Meister Eders Werkstatt in München war gleich in der Nähe der Wohnung meiner Oma. Und noch viel näher lag der Bäcker, in dessen Keller sich Pumuckl mal eingesperrt hatte, weil er einem Dackel folgte. Das sind keine Märchen, den Bäcker gabs wirklich und ich stand als Kind mehr als einmal andächtig im Laden und wartete gespannt, ob ich wohl Pumuckl auch mal sehen würde.

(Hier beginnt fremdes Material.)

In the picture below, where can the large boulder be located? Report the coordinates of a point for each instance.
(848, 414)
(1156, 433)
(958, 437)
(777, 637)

Das hat nie geklappt, doch die Sehnsucht ist geblieben. Sie führte mich, im Gleichschritt mit der Neugier, wie die Gegend heutzutage wohl aussieht, in den Lehel rund um das Sankt Anna-Kloster. Was soll ich sagen: so wie der Berlin-Besucher über den Wandel im Prenzlauer Berg erschrickt, war ich erstaunt über die Karriere des Lehel. Es war immer ein gediegener Stadtteil, doch heute kann man dort von den neugelegten Pflastersteinen essen. Wo der Bäcker war, ist eine edle Bar, die Pannini und Espresso serviert. Nebenan findet sich das Pflichtrepertoire moderner Großstädte: Eismanufakturen, Suppenküchen, Feinkostläden. Nett, proper, bestimmt sehr lecker und – man ist ja nicht irgendwo – bestimmt ein bisschen teurer als im Norden der Republik. Doch mein Nostalgiebedürfnis muss ich wohl einpacken und gut wattiert im Tresor verstauen: für Pumuckl gibts im heutigen Lehel keine Leimkleckse mehr, an denen er kleben bleiben könnte.